Ancien professeur d’histoire et de géographie, Khalifa Sall n’a rien perdu de sa pédagogie. Pour déconstruire l’accusation, le maire de Dakar a convoqué la période d’avant l’indépendance pour parler de l’existence de ces « fonds politiques ». «Certes on nous reproche toujours de se référer à l’histoire mais c’est ce qui nous permet d’élucider cette affaire. Le président Léopold Sédar Senghor à la demande des premières autorités locales post-indépendance, remettait les fonds à l’administrateur de la commune, et ce dernier rendait directement compte auprès de lui. Quand le maire est devenu par la suite l’ordonnateur, il rendait compte à la tutelle. L’année1996 a été un tournant révolutionnaire pour les collectivités locales car il n’y avait plus de tutelle, ni de contrôle des fonds. Le maire n’est responsable que devant son conseil municipal», a-t-il expliqué.

«En 2012, Macky Sall m’avait sollicité pour de l’aide sur ces fonds… »

Khalifa Sall avait juré qu’il ne faut pas compter sur lui pour donner les noms ceux qui ont bénéficié des fonds de la Caisse d’avance. Seulement, il révélera dans son discours déclaration que le président Macky Sall au même titre que d’autres personnalités, l’avait sollicité de l’aide qu’il a pris dans ces fonds. «J’ai occupé la fonction de Conseil municipal depuis 1984 et je connais la ville. En 2009, lorsque j’ai été élu maire de la ville de Dakar nous avons convenus avec le Conseil municipal, d’aider les populations avec les fonds.

Et les sollicitations venaient de tous bords : de l’administration décentralisée, de l’administration de sûreté, des autorités coutumières, religieuses, des populations malades, des personnalités politiques, entres autres. Ces fonds ont toujours servi à ça et nous nous sommes inscrits dans cette veine. Sans compter les autres sollicitations qui provenaient de l’Etat, quand il s’agissait de fêter l’indépendance ou de préparer la visite d’un chef d’Etat. Je l’avais même dit au cours de l’enquête, car je ne vais jamais me renier. Et chaque maire partait avec ses archives du fait du caractère secret des fonds », a-t-il expliqué.
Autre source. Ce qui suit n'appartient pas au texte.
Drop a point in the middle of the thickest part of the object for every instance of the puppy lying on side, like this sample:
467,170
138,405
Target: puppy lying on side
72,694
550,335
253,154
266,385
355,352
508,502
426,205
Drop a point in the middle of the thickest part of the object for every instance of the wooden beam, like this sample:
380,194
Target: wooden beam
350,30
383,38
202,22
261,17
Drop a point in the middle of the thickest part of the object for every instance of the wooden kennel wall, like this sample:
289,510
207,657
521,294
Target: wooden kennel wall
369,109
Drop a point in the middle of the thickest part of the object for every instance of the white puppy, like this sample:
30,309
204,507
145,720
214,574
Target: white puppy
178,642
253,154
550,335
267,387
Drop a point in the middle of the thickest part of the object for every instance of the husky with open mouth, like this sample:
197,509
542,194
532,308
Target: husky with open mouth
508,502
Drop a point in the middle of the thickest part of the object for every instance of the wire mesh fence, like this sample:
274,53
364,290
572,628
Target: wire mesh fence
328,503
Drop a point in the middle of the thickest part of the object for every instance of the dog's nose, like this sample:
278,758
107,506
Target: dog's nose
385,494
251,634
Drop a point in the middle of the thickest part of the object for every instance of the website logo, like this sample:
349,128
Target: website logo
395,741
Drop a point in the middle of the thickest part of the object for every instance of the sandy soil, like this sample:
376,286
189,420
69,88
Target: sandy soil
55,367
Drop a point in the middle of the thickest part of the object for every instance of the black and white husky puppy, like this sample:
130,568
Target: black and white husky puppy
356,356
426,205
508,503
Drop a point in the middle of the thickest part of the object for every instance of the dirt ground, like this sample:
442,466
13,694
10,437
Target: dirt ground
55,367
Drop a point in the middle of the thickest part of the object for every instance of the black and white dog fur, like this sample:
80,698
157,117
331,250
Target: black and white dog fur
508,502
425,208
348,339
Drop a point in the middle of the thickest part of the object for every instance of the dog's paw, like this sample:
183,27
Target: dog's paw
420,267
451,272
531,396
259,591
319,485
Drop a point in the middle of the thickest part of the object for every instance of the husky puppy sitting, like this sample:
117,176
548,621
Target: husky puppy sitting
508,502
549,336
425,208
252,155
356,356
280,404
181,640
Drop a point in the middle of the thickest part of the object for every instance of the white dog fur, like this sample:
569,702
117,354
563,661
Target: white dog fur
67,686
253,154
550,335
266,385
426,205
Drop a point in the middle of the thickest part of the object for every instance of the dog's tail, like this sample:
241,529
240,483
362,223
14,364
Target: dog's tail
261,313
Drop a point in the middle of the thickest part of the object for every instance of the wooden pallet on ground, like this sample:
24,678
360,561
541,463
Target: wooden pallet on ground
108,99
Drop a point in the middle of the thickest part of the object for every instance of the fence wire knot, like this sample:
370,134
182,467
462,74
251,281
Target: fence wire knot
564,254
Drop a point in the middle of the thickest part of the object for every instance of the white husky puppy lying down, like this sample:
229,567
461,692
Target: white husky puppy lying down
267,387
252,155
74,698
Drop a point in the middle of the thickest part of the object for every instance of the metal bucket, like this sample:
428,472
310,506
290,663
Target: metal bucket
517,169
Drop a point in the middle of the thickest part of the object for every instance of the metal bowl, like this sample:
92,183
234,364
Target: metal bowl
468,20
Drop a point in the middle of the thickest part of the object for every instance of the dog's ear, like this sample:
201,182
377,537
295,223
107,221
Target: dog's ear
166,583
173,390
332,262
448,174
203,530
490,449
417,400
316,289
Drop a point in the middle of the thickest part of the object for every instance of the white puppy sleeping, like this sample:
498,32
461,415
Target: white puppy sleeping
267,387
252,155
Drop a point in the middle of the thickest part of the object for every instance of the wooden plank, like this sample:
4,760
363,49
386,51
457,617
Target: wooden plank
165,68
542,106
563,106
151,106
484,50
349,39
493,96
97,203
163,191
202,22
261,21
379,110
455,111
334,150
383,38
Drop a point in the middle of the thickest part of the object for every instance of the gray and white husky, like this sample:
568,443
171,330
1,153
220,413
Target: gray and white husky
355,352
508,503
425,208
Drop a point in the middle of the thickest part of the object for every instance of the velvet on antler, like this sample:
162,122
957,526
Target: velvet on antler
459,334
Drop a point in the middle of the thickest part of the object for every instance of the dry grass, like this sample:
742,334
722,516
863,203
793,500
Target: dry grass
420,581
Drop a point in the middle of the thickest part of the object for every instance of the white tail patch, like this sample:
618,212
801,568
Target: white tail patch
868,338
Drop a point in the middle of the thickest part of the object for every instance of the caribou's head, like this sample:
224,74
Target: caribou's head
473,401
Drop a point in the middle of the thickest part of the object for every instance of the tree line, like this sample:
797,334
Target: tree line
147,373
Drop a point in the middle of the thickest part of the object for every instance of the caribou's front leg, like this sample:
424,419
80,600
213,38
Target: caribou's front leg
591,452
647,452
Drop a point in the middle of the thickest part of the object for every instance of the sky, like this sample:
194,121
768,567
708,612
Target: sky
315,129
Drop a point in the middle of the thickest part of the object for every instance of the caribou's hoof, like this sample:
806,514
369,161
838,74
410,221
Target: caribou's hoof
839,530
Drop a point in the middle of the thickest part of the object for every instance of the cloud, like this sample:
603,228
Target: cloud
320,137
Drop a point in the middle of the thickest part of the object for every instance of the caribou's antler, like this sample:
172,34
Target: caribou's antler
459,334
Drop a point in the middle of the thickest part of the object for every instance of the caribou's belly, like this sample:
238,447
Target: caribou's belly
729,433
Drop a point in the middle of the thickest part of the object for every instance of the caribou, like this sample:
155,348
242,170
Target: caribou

Avant d’ajouter : « Aujourd’hui, le débat qui se pose, c’est pourquoi on ne donne pas les noms des personnes qui ont eu à bénéficier des fonds ? C’est compréhensible parce qu’on prenait en charge les grands malades atteints du cancer, de la cardiaque des prostates… et de grandes autorités de ce pays ont eu à bénéficier de ces fonds, pour aller se soigner à l’étranger. Les fonds sont remis aux dakarois et nous ne sommes pas dans l’obligation de les justifier. La gestion des fonds a été très transparente (…) Tous les Sénégalais et la classe politique ont connaissance de l’existence de ces fonds. En 2012, Macky Sall m’avait sollicité pour de l’aide sur ces fonds », révèle-t-il.